Marzuki: DPRD Bisa Lengserkan Bupati yang Langgar UU
Ketua DPR RI, Marzuki Alie meminta DPRD Kabupaten Buton Utara mengelar sidang paripurna jika ada pelanggaran UU No 14 tahun
TRIBUNNEWS.COM, JAKARTA - Ketua DPR RI, Marzuki Alie meminta DPRD Kabupaten Buton Utara mengelar sidang paripurna jika ada pelanggaran UU No 14 tahun 2007 tentang pembentukan kabupaten Buton Utara, Sultra terutama pasal & tentang kedudukan Ibukota Kabupaten Buton Utara.
“Jika ada pelanggaran maka bupati tidak mematuhi UU. Bupati ini bisa dilengserkan karena hal ini. Tapi pelengserannya harus melalui rapat paripurna DPRD. DPRD nyatakan ada pelanggaran, kemudian diajukan ke Mahkamah Agung dan jika MA berpendapat ada pelanggaran, maka DPRD bersidang kembali untuk mengimpeacht dimana kemudian dilanjutkan dengan mengirimkan salinan putusan paripurna itu kepada presiden untuk mencopot bupati itu. Saya hanya tahu itu saja solusinya,” ujar Marzuki kepada wartawan usai menerima Forum Masyarakat Pembela UU Kabupaten Buton Utara, di Gedung DPR, Jakarta, Kamis (21/2/2013).
Marzuki mengaku bahwa di era otonomi yang seluas-luasnya seperti saat ini, pemerintah pusat tidak lagi bisa melakukan hal-hal yang sudah menjadi kewenangan daerah. Tapi sayangnya semua hanya bisa menyalahkan pemerintah pusat.
”Seperti kasus Aceng Fikri saja mekanismenya. Kita di tingkat pusat tidak bisa berbuat apa-apa. Para kepala daerah bisa berbuat seenaknya termasuk melanggar UU,” jelasnya.
Marzuki mengatakan perlu dicarikan solusi bagi para kepala daerah yang melanggar UU karena jika tidak akan banyak masalah seperti ini dan Indonesia bisa pecah karenanya.
”Dulu pemerintah pusat pernah ingin membatasi dengan sebuah aturan, tapi hal ini dibatalkan oleh MK. Jadi memang ada masalah dengan UUD kita dan perlu diamandemen.
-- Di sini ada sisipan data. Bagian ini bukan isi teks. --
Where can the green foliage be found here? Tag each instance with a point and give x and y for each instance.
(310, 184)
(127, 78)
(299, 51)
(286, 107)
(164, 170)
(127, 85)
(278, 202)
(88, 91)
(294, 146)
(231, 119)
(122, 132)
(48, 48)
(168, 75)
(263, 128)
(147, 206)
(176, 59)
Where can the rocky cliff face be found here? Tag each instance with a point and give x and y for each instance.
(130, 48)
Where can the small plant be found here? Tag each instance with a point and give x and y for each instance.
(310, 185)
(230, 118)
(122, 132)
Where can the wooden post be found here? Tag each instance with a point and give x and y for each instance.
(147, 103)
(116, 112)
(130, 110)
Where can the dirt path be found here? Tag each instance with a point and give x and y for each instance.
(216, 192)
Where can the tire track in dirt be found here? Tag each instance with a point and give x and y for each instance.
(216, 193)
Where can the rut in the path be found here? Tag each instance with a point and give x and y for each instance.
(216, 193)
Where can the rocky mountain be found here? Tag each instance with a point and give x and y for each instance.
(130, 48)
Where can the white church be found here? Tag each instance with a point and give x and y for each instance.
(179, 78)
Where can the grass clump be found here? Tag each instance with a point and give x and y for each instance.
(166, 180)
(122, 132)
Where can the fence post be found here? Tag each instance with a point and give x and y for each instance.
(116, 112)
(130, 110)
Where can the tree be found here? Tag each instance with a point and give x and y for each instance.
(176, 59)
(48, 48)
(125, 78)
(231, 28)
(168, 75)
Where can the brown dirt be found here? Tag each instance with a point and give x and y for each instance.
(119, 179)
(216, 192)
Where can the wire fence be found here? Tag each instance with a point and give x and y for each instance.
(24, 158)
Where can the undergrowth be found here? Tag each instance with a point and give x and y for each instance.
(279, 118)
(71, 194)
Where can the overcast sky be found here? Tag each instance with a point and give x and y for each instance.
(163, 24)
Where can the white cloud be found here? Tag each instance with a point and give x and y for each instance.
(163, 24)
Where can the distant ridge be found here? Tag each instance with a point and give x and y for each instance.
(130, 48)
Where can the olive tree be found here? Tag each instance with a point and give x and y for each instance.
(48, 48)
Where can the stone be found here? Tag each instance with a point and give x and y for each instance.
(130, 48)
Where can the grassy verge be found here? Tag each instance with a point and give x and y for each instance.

Kalau hal-hal seperti ini dibiarkan maka Indonesia bisa pecah,” tegasnya.
Sementara itu Koordinator Forum Masyarakat Pembela UU Kabupaten Buton Utara Ikhwan Karmawan, menegaskan telah terjadi pelanggaran dan pembangkangan yang dilakukan Bupati Muhammad Ridwan Zakaria.
"Pembangunan kantor-kantor pemerintahan dilakukan bupati diluar ibukota yang sudah ditetapkan oleh UU. Kondisi ini sudah memicu konflik horizontal antara anggota masyarakat dan kalau terus dibiarkan maka kemungkian terjadi lagi konflik horizontal sangat besar," katanya.